Im Kawasaki-Programm war die VN-Modellreihe bereits seit 1986 fest
etabliert. Zunächst war es die VN750 mit Kardanantrieb. Im Rahmen
verschiedener
Modellpflegemaßnahmen folgte 1995 die VN800 und seit 2007 gibt es die VN900 Custom.
Ein modernes Bike mit Einspritz-Motor, G-Kat, EURO3-Abgasnorm,
Zahnriemenantrieb und bestechendem Chopper-Outfit mit Starrahmenoptik.

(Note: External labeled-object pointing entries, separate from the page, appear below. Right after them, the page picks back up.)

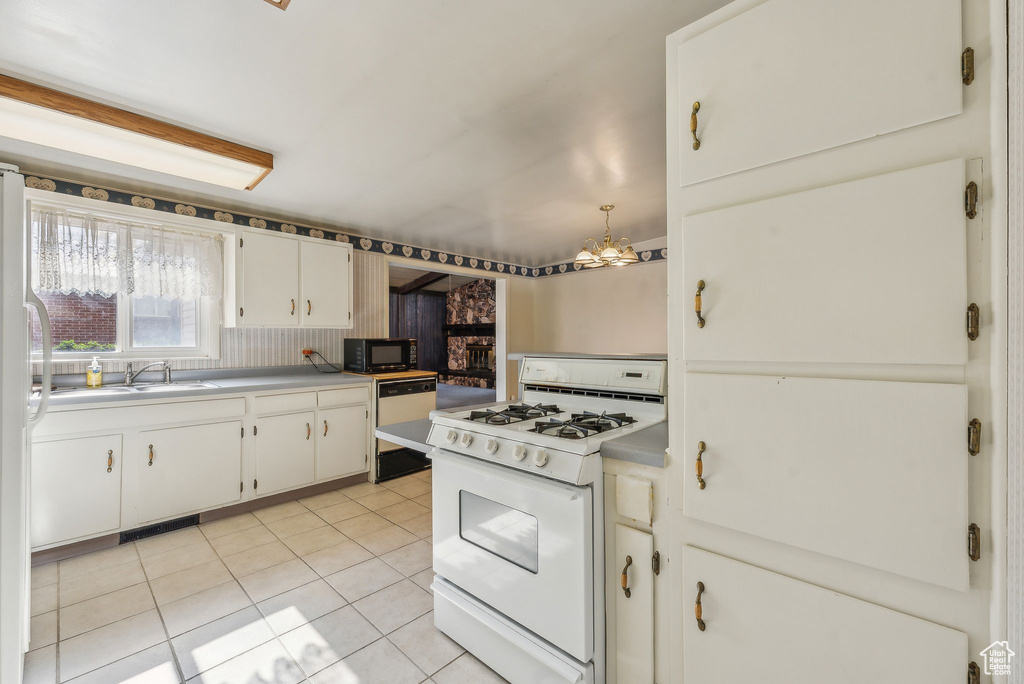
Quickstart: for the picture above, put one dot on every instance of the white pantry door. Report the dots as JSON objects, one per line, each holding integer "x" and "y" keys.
{"x": 833, "y": 216}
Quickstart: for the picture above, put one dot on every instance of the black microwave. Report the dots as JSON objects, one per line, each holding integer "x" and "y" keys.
{"x": 380, "y": 355}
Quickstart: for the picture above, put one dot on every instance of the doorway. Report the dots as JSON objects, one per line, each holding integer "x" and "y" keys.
{"x": 454, "y": 318}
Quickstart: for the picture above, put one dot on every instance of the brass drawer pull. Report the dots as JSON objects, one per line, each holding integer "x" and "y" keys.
{"x": 693, "y": 125}
{"x": 697, "y": 609}
{"x": 624, "y": 580}
{"x": 697, "y": 304}
{"x": 699, "y": 465}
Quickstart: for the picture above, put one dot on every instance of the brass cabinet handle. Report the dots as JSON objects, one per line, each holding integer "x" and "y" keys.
{"x": 697, "y": 303}
{"x": 697, "y": 609}
{"x": 693, "y": 125}
{"x": 699, "y": 465}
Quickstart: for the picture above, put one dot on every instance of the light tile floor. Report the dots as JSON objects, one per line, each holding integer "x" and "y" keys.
{"x": 330, "y": 589}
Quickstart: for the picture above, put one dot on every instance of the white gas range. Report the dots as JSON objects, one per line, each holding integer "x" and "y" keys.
{"x": 517, "y": 508}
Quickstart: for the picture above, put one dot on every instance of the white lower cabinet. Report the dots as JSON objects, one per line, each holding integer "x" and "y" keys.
{"x": 634, "y": 606}
{"x": 341, "y": 441}
{"x": 285, "y": 452}
{"x": 763, "y": 627}
{"x": 76, "y": 488}
{"x": 186, "y": 469}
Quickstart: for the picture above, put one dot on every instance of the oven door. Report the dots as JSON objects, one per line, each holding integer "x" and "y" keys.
{"x": 521, "y": 544}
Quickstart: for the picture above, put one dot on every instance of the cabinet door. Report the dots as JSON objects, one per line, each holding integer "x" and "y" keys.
{"x": 788, "y": 78}
{"x": 341, "y": 441}
{"x": 634, "y": 613}
{"x": 76, "y": 488}
{"x": 188, "y": 469}
{"x": 870, "y": 271}
{"x": 830, "y": 466}
{"x": 327, "y": 285}
{"x": 284, "y": 452}
{"x": 269, "y": 281}
{"x": 766, "y": 628}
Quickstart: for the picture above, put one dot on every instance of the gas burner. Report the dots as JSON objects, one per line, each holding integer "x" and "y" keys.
{"x": 494, "y": 417}
{"x": 561, "y": 429}
{"x": 536, "y": 411}
{"x": 601, "y": 422}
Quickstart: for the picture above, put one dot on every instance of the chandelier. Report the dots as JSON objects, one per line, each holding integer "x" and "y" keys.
{"x": 617, "y": 253}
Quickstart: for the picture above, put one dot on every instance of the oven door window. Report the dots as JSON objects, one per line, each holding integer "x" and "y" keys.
{"x": 505, "y": 531}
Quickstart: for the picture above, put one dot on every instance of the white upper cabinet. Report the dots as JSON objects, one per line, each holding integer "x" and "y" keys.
{"x": 866, "y": 471}
{"x": 326, "y": 285}
{"x": 766, "y": 628}
{"x": 288, "y": 282}
{"x": 867, "y": 271}
{"x": 813, "y": 75}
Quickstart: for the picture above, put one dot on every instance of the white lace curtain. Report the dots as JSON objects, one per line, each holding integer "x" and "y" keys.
{"x": 82, "y": 254}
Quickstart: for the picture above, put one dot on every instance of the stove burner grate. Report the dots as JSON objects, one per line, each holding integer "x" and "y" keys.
{"x": 582, "y": 425}
{"x": 513, "y": 414}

Ähnlich wie damals bei Harley-Davidson die Sportster Modellreihe,
positioniert Kawasaki neben den großen Flagschiffen VN1600
und VN2000, die VN900 Custom für 7865 Euro als "Einsteiger-Bike" in die
Chopperwelt. Die 50 PS starke "Babi-VN" ist allerdings mit rund 270 kg
Gewicht alles andere als ein leichtes Mädchen. Was sich jedoch auf dem
Papier gewaltig anhört, spielt im Fahrbetrieb keine Rolle. Straßenlage
und Handling sind mustergültig, die 160 Sachen Spitze nutzen wohl die
wenigsten aus. Den größten Fahrspaß erlebt man zwischen 80 und 120
Stundenkilometern.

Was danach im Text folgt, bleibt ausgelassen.